GCA Garden Submission Statistics for July – September 2010
Thank you for the garden submissions that you send to us throughout the year for the
GCA Collection. Remember, you don’t have to wait for a GHD meeting to submit
documentation to AAG, but you should hang onto a submission if you want to present it
at a GHD meeting. We’re grateful to each and every GCA volunteer for the time, effort,
and dedication that goes into documenting the gardens that are submitted to the AAG.
Each submission adds to the GCA Collection and captures today’s garden history for
future generations.
This past quarter, AAG accessioned the following submissions from GCA Zones:
Zone I: -Zone II: -Zone III: -3
Zone IV: 1 garden (17 digital images)
Zone V: --Zone VI: 1 garden (9 slides)
Zone VII: -Zone VIII: -Zone IX: -Zone X: -Zone XI: 1 garden (20 slides)

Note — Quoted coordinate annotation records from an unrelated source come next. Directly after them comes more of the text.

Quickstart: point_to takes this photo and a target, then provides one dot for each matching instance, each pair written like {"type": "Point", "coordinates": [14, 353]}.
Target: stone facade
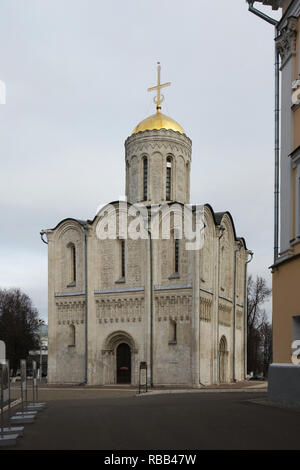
{"type": "Point", "coordinates": [180, 312]}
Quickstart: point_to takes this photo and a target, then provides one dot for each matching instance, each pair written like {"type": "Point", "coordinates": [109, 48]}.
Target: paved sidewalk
{"type": "Point", "coordinates": [176, 421]}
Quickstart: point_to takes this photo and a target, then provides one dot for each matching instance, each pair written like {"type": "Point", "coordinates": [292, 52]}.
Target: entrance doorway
{"type": "Point", "coordinates": [123, 364]}
{"type": "Point", "coordinates": [223, 354]}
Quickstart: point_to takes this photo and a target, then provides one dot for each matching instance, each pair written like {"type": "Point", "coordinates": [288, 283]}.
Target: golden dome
{"type": "Point", "coordinates": [158, 121]}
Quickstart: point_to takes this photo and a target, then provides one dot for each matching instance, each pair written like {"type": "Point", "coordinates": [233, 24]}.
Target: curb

Zone XII: 1 garden (14 digital images)
A special thank you to those clubs who documented gardens for the GCA Collection this
past quarter…
Zone IV: GC of Madison
Zone VI: Catonsville GC
Zone XI: Loveland GC
Zone XII: GC of Honolulu
Looking ahead to the next quarter, October – December 2010
1. AAG staff participate in a day-long Smithsonian Archives Fair on October 22. Kelly
and Joyce will give a PowerPoint presentation on J. Horace McFarland, a rosarian
and nursery catalog publisher from Harrisburg, Pennsylvania, while Paula will staff a
table with information about AAG’s holdings and projects.

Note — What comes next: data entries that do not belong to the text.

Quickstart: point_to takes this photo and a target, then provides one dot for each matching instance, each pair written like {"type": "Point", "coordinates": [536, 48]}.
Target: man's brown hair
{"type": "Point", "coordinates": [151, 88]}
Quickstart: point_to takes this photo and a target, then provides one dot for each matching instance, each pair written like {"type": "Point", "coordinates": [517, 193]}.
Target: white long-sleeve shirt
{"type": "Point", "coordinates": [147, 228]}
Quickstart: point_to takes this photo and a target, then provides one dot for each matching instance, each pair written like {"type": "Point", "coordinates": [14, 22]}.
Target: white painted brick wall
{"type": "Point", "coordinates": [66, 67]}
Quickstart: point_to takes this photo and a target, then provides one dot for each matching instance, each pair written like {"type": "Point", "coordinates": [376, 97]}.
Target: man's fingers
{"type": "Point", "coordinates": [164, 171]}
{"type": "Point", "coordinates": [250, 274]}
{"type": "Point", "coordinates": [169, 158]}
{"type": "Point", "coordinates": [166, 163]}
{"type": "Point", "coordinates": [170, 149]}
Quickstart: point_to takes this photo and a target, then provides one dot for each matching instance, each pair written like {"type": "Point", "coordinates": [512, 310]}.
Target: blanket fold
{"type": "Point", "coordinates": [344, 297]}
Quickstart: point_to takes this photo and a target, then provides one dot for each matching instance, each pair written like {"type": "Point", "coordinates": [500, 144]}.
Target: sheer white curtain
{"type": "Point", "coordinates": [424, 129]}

2. Kelly and Joyce will give another presentation on McFarland at the Mid-Atlantic
Regional Archives Conference in Harrisburg on November 13. They will be sharing
the stage with staff from the Pennsylvania State Archives and the USDA’s
Agricultural Library. McFarland’s papers and image library were split between AAG
and the other two repositories.
3. AAG staff continue to work with researchers, address reference requests, and process
incoming reproduction orders and publication requests.

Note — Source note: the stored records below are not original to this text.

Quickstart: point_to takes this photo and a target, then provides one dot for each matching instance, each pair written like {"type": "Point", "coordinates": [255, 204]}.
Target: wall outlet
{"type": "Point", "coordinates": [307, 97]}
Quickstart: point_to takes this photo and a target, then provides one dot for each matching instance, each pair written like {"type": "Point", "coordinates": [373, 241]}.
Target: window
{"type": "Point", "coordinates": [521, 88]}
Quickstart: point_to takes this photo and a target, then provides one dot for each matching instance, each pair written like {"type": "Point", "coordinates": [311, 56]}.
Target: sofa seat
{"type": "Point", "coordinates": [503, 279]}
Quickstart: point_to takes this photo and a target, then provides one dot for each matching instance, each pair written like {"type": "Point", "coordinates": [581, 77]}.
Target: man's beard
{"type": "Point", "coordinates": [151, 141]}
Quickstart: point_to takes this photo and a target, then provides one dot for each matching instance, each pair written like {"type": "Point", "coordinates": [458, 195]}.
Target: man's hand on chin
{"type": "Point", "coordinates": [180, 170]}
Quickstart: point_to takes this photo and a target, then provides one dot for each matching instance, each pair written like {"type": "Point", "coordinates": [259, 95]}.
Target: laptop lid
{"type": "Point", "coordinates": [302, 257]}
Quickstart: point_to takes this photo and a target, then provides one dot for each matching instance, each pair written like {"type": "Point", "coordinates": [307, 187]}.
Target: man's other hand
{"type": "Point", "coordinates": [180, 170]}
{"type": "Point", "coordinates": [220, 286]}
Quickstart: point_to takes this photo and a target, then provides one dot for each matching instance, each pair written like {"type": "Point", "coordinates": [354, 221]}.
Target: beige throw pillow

4. Kelly and AAG’s volunteers continue to catalog images from new garden submissions
into the Smithsonian’s SIRIS database network.
5. AAG staff continue to review early GCA garden submissions to determine copyright
status of images and whether Garden Owner and Photographer Releases are in place
that would permit images to be put on the SIRIS network on the Internet.